Midway Peat Moss
General - medium-sized to large, reddish to reddish purple, sometimes light green when growing in shade; branches in clusters of 4 - 6, with 2 - 3 spreading away from the rest.
Leaves - stem leaves broadly tongue-shaped, tip fringed, slightly toothed on sides; branch leaves lie flat to somewhat spreading, broadly egg-shaped, toothed at tip.
Sporophytes - single; stalk short; capsule dark brown, spherical, erect, smooth.
In open, relatively acidic habitats; especially noticeable on tops and sides of large hummocks in older, drier, more acidic parts of bogs, but also found in pioneering sites in wetter, more mineral-rich habitats; distribution closely parallels that of black spruce in Northwestern Ontario's boreal region; on all continents except Antarctica.

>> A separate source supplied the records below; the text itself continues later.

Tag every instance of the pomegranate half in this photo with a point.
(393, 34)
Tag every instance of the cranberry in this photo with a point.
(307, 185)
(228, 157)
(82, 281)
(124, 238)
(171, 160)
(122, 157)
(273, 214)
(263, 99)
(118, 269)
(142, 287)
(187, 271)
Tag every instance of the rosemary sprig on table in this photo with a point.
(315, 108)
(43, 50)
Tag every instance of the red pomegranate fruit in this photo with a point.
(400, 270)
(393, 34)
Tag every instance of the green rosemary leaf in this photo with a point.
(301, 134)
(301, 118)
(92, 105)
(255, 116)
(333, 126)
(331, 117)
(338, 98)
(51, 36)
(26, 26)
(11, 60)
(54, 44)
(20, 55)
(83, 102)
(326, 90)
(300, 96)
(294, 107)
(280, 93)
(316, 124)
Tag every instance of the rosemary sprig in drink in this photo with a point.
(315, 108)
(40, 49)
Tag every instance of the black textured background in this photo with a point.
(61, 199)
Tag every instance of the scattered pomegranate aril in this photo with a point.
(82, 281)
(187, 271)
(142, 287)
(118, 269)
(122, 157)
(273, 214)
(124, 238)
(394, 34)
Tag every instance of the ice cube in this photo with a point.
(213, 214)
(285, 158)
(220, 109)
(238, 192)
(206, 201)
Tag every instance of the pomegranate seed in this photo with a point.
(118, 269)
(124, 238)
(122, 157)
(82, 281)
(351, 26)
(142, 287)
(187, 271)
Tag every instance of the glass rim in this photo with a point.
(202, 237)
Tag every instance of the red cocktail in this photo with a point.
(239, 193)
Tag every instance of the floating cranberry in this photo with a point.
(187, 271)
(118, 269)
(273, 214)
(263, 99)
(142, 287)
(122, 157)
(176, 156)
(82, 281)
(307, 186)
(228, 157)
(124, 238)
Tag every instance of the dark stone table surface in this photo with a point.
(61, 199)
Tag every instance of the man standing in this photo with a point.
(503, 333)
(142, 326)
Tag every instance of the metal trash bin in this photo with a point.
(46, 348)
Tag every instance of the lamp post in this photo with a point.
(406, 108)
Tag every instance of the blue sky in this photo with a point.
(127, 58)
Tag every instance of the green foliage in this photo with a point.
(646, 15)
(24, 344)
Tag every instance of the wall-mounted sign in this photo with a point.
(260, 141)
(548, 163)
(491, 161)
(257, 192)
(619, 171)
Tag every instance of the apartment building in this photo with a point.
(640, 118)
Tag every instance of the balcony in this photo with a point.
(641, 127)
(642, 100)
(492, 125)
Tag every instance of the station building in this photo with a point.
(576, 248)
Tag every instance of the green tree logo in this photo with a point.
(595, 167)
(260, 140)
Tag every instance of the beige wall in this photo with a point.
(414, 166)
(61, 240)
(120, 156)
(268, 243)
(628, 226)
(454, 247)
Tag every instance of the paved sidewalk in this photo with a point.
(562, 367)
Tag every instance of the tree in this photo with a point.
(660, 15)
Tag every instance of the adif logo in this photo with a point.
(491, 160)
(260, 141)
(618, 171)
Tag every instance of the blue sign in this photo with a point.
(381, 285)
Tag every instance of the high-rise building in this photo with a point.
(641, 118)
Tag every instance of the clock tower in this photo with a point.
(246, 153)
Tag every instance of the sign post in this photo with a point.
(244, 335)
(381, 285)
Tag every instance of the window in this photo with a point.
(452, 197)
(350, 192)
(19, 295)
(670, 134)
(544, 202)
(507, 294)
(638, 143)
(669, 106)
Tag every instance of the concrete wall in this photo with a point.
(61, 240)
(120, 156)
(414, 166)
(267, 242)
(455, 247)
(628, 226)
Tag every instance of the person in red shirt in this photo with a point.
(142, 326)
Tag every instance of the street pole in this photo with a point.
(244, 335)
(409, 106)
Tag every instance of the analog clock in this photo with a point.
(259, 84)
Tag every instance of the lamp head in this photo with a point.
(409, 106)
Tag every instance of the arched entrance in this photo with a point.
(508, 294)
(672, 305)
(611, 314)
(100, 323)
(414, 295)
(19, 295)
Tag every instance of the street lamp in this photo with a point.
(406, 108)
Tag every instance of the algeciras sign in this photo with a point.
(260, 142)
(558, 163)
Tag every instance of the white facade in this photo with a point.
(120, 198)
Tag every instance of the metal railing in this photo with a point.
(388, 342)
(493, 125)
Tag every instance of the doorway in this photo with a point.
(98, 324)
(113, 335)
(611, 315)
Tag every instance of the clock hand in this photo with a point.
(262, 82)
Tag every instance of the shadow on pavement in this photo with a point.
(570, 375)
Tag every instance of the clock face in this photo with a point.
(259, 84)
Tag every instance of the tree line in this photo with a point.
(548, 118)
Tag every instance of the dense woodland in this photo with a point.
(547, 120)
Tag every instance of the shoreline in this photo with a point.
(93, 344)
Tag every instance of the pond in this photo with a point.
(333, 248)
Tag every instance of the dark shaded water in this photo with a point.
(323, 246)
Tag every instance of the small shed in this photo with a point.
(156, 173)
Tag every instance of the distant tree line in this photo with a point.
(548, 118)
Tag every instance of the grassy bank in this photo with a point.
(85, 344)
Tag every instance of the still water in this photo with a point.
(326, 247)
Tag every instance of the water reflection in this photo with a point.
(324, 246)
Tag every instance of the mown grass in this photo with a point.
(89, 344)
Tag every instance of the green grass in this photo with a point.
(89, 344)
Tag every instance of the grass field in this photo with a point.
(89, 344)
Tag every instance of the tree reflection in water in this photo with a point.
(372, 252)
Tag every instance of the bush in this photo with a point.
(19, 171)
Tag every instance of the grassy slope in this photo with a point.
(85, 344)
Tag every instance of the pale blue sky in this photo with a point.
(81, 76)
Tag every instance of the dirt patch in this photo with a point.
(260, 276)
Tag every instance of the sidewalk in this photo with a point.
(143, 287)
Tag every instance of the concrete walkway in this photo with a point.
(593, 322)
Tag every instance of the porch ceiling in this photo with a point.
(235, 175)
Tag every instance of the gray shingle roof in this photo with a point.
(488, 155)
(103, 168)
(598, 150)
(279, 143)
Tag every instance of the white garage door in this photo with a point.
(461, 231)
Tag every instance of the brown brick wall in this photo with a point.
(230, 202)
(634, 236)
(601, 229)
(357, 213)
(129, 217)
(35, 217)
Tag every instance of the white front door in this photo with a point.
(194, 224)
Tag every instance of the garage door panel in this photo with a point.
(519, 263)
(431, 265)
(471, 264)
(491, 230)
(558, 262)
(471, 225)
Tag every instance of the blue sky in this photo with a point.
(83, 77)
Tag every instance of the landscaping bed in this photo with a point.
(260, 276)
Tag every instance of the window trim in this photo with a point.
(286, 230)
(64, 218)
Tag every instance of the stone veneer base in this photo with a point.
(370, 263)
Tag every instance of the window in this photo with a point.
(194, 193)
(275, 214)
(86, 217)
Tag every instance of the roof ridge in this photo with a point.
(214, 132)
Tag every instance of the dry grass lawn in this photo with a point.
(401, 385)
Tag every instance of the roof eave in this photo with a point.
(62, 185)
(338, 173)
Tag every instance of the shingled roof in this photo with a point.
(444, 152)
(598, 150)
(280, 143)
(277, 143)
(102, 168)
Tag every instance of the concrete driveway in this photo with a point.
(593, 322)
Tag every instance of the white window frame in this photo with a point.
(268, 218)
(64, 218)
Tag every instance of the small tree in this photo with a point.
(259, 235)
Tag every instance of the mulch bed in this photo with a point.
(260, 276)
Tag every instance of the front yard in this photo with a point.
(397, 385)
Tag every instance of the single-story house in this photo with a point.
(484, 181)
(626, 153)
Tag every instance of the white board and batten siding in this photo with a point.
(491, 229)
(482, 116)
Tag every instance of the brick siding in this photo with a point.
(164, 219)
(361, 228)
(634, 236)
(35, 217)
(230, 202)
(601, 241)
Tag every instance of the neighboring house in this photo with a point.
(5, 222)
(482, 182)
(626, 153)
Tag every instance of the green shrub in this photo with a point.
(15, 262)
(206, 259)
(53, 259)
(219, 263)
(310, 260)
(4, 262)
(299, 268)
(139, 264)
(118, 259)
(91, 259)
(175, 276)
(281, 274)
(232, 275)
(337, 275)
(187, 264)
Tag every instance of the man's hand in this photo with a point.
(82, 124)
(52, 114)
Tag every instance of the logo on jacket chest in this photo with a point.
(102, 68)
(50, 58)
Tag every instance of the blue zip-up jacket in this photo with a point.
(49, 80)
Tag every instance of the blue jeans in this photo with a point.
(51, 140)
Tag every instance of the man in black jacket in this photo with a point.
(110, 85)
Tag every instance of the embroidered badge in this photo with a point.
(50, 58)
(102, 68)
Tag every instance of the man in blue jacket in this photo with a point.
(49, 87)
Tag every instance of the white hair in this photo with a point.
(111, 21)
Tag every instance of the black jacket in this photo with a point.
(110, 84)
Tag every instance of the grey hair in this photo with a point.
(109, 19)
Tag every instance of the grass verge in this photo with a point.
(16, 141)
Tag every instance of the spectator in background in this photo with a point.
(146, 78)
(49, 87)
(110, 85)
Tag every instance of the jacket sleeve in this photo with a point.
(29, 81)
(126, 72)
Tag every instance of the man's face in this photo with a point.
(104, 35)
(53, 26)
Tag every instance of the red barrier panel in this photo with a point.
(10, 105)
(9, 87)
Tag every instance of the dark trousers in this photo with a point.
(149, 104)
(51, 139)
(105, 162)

Non-red specimens of midway peat moss are very similar to S. centrale, and a microscope is needed to distinguish them. S. centrale also tends to occur in somewhat more mineral-rich sites. Many peat mosses grow in very specific habitats. A sequence of species from poor fen peat moss in the hollows, to midway peat moss at mid-hummock (hence the common name), to rusty peat moss on the hummock top is commonly found throughout our region. In horticulture, peat moss is added to mineral fertilizers as a filler or conditioner. It is also used as a potting medium for seedlings and cuttings and is added to soil as a source of organic material. When properly treated, peat soils are among the best agricultural soils. The species name magellanicum refers to the Strait of Magellan region at the southern tip of South America, where this peat moss was first identified.